BRINGING PLAIN WORDS UP TO DATE
That is all very well, but who can say what current ‘best practice’ is? Old hatters and mad hatters continue to broadcast their views. Some believe that Good English, bounded by antique superstitions, is their birthright, to be fought for with the ardour of the Light Brigade at Balaclava. Others dismiss so-called ‘good’ so-called ‘English’ as a risible manifestation of elitism. It is daunting to have to pick a path between these two camps, yet a fresh revision of Plain Words must do just that. Gowers once remarked that if a person were forced to choose, ‘it would be better to be ungrammatical and intelligible than grammatical and unintelligible’, only to add, ‘But we do not have to choose between the two’. Perhaps this new edition of his book is best thought of as being for those who instinctively agree, but who seek guidance on the prevailing conventions—so far as they can be discovered—of clear, formal prose.
When Gowers’s work first came out, he was praised by The Times for his ‘sweetly reasonable’ advice, and by the Daily Telegraph for a prose style that was ‘itself a model of how plain words should be used’. After sixty years, it has of course been necessary here and there to modernise both his advice and his writing, and I have attempted to do so, but lightly. There are instances in the original where Gowers’s style no longer stands. He starts sentences with the word nay, says the trouble about X, and that a railway clerk telephoned to him. He writes of a subject that has not a true antecedent, and of a person’s need to make sure he knows what are his rights of appeal. None of this sounds quite right any more, and so I have made small changes—what the managers of the London Underground call ‘upgrade works’. Habits
of punctuation and spelling have also altered over the decades. Gowers’s to-day, jig-saw, mother-tongue and danger-signal become today, jigsaw, mother tongue and danger signal; acknowledgment and connexion become acknowledgement and connection, etc. His fondness for semicolons, which was striking when he wrote, is even more striking today. Though I am fond of them too, and have left many in place, I have removed about a hundred from the book. There are various misquotations in the original that I have attempted to correct, and I have also very slightly reordered the contents where this makes the line of argument clearer.

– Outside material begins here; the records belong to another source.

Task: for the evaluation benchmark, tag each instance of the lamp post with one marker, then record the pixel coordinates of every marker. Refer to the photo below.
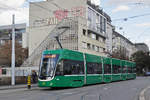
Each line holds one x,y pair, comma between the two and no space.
13,52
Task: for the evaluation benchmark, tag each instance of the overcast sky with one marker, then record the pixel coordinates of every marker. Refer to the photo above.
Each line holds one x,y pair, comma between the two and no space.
133,15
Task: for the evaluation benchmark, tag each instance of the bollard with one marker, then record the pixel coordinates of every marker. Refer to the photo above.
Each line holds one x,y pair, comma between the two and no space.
29,82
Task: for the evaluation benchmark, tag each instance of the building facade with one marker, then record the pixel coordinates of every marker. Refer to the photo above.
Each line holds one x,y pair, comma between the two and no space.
142,47
6,32
90,33
123,45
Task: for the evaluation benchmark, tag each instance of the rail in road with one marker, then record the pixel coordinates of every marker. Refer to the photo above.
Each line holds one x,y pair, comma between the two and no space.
123,90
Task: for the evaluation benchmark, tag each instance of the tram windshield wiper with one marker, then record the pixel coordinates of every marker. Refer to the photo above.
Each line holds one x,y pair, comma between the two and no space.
48,66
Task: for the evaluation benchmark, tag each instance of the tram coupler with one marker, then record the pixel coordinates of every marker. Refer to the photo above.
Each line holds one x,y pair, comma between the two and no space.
29,82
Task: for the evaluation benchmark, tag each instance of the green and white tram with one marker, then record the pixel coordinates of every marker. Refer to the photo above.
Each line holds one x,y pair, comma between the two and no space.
67,68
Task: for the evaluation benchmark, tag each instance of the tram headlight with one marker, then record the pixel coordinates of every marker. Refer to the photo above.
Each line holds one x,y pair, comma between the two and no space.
51,84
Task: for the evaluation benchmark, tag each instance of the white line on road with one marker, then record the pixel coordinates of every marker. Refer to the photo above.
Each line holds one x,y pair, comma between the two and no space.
141,96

News Chronicle, 14 April 1948
Then there is the matter, mentioned earlier, of the use of he, him and his to stand for everyone. In the line referred to above, ‘make sure he knows what are his rights of appeal’, Gowers happened to be invoking the taxpayer; and in 1954 (though of course women also paid taxes) it was standard to use an indeterminate he to do so. There are those who still use this ‘makeshift expedient’, as it is called later in these pages, but there are others who would never think of it, and yet others who reject it on purpose. (Anyone who vaguely assumed of the London coroner mentioned earlier that she was a man, or who wrongly imagined likewise of the government minister excoriated by the Daily Mail that she was a man, must concede that supposedly neutral terms are not necessarily neutral in practice.) In 1965 Gowers admitted that he had spent ‘an awfully long time’ worrying over how to revise what he considered Fowler’s old-fashioned pronouncements in this area. Half a century on, opinions have moved further still. The indeterminate masculine pronoun, which Gowers eventually settled on calling a ‘risk’, is now so widely taken to be in breach of the very friendliness that he so keenly advocated, that I have removed all examples of the use from his writing.